人生の履歴書 | ミラノの日常 第2弾

ミラノの日常 第2弾

イタリアに住んで32年。 毎日アンテナびんびん!ミラノの日常生活をお届けする気ままなコラム。

先週友人のご主人(イタリア人)のお母様が亡くなられた。
たしか70歳代だったと思ったけれど、慢性白血病だったという。

発症というよりは、発覚したのは7月末。
友人は共働きなので、6月学校が終了と同時に子供達をおばあちゃんに預けていたという。 病気がわかり、気落ちはしたものの、入院していたわけでもなく、薬を飲みながらも普通に暮らしていたのだという。孫に囲まれ、8月には親戚で北イタリアの山に家を借り、一緒にわいわい過ごしたんだそうな。

それが、9月に入り、そろそろ孫達も学校が始まるというので、ミラノに戻っていったら、急に調子が悪くなったという。余命2ヶ月、といわれたそうだが、まだ学校が始まる直前だったので、おばあちゃんに会いにいくと「花が見える。赤と白の・・・」というんだそうな。「亡くなったおばさんも、亡くなる前に赤と白の花が見えたといっていたけれど、これだったのだろうか・・・」と意味深なことをおっしゃったという。

そして、その後急激に悪くなり、信仰深い方でもあったので、近所の教会の神父を呼んだという。「病者の塗油」といって、事故や老衰を含む病気で生命が危うくなった信者を助け、強める秘跡の一つで、罪の罰が減らされ、病苦を耐え忍ぶ力が与えられるという。もちろん、この秘跡を受け、一応危険な状態を脱しても、再び危うくなれば又受けることができる。

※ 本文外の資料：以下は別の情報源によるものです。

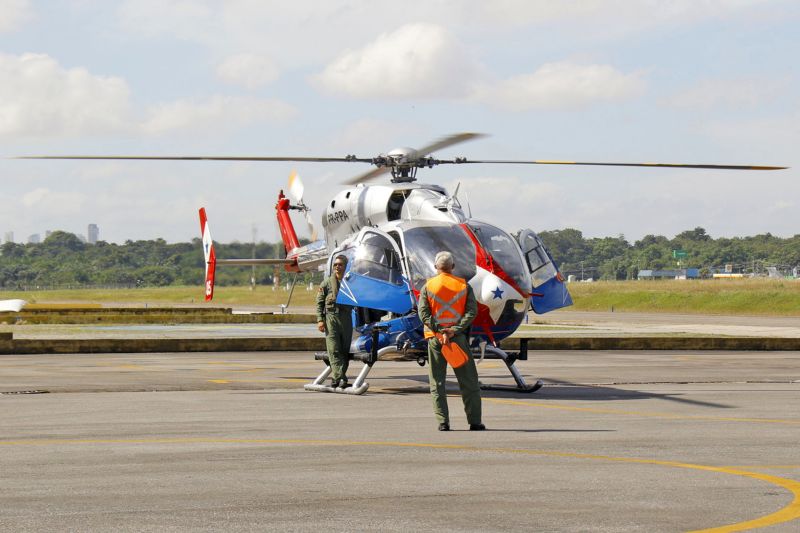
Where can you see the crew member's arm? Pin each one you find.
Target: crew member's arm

その夜、おばあさんは、まるで神様と質疑応答しているかのごとく、「スィー、シリョーレ、ノー・・・」などと一人で寝言を言っていたという。最後の審判か?!そして、翌朝、家族に付き添われ、トイレを済まし、再びベッドに横になったが、様子が変わり病院に運ばれ、そのまま息をひきとられたという。

友人は「悲しい」といっていたけれど、確かに身近な大切な人がなくなれば、心に穴が開いたようになってしまうだろう。でも、その人が長く患っていたり、ぼけてしまっていたり、または痛がったり、苦しんでいたならまだしも、最後の2ヶ月家族と濃厚な時間を過ごせたということは幸せな事だったんじゃないの?と言ってあげた。一緒にいたお孫さんは5歳と6歳。上のお子さんは我が家の次男と4ヶ月しかかわらない。お葬式のときに泣いていたというが、きっとこのおばあちゃんと一緒だった2ヶ月の事は、一生忘れられない出来事だと思う。

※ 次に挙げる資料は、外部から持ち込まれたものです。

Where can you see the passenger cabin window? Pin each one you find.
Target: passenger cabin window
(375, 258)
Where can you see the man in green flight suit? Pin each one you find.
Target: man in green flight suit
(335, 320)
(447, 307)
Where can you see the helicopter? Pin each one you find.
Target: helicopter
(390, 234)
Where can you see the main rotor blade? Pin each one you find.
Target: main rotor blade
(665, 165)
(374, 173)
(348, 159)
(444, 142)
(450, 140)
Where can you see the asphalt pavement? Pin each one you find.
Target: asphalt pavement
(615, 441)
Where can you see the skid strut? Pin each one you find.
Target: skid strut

人の一生は、波風のなかった人生がいい人生だった、挫折がなかったからいい人生だったということではないだろう。

就職するときの履歴書のように、自分との闘い、自分の一生の中で思うままにならない事、嫌な事、つらい事・・・そんなことをどのように受け止め、そして乗り越えたか、しかも笑顔で乗り越え、どう成長したか・・・という人生の「苦歴」という欄があってもいいんじゃないだろうか。しかも誰にも知られていない事が書かれているかもしれない。

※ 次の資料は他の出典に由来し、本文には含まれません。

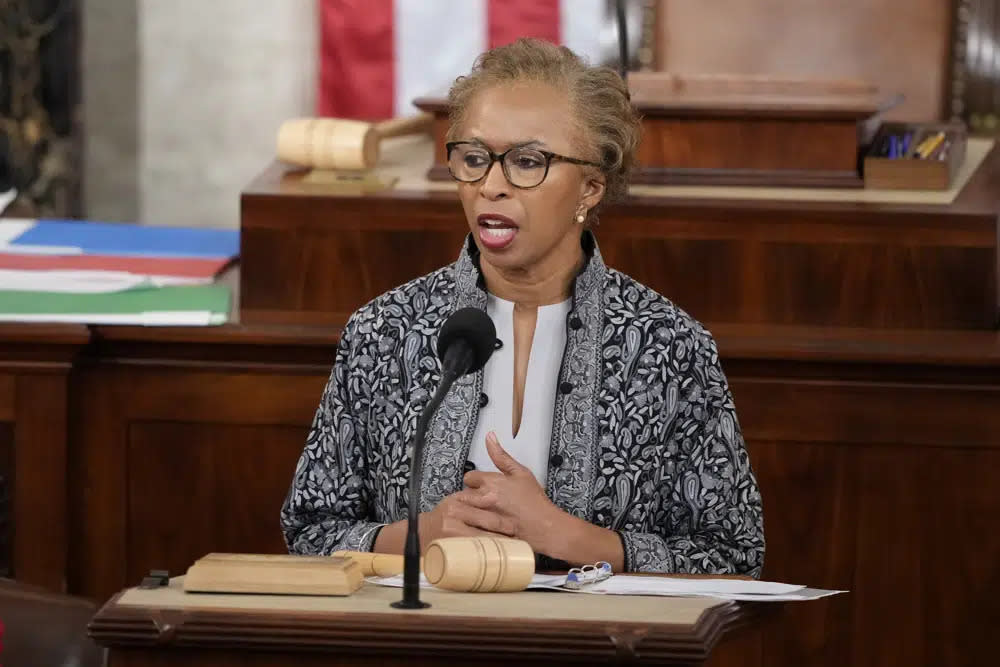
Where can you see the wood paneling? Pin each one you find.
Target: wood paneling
(900, 45)
(176, 458)
(34, 364)
(6, 499)
(194, 488)
(40, 488)
(724, 261)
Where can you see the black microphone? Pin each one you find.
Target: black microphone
(464, 346)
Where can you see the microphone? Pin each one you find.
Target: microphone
(464, 346)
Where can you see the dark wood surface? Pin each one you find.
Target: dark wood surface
(733, 130)
(35, 362)
(745, 262)
(171, 635)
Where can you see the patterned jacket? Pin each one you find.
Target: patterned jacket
(644, 426)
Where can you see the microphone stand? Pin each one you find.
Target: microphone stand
(622, 39)
(458, 357)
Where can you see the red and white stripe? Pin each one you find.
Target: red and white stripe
(377, 56)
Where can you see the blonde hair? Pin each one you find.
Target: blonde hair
(606, 120)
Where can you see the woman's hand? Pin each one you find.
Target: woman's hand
(457, 516)
(514, 495)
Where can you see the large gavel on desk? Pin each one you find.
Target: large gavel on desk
(342, 144)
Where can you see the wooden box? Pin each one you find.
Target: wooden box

いい人生とは、苦労のなかった人生とか嬉しい事が多かった人生というのではなく、自分が遭遇した一つひとつのことを、自分らしく受け止め、自分にしか付けられなかった足跡をつけた生き方を言うのかもしれない。刺繍のように。美しい刺繍ほど、裏の作業は細かく、複雑になっている。その作業を人に見せずに、美しい作品だけを額にいれてみてみる・・・。

人の死を思い、自分の人生の履歴書にどういった事柄を書けるか、ちょっと考えてみた。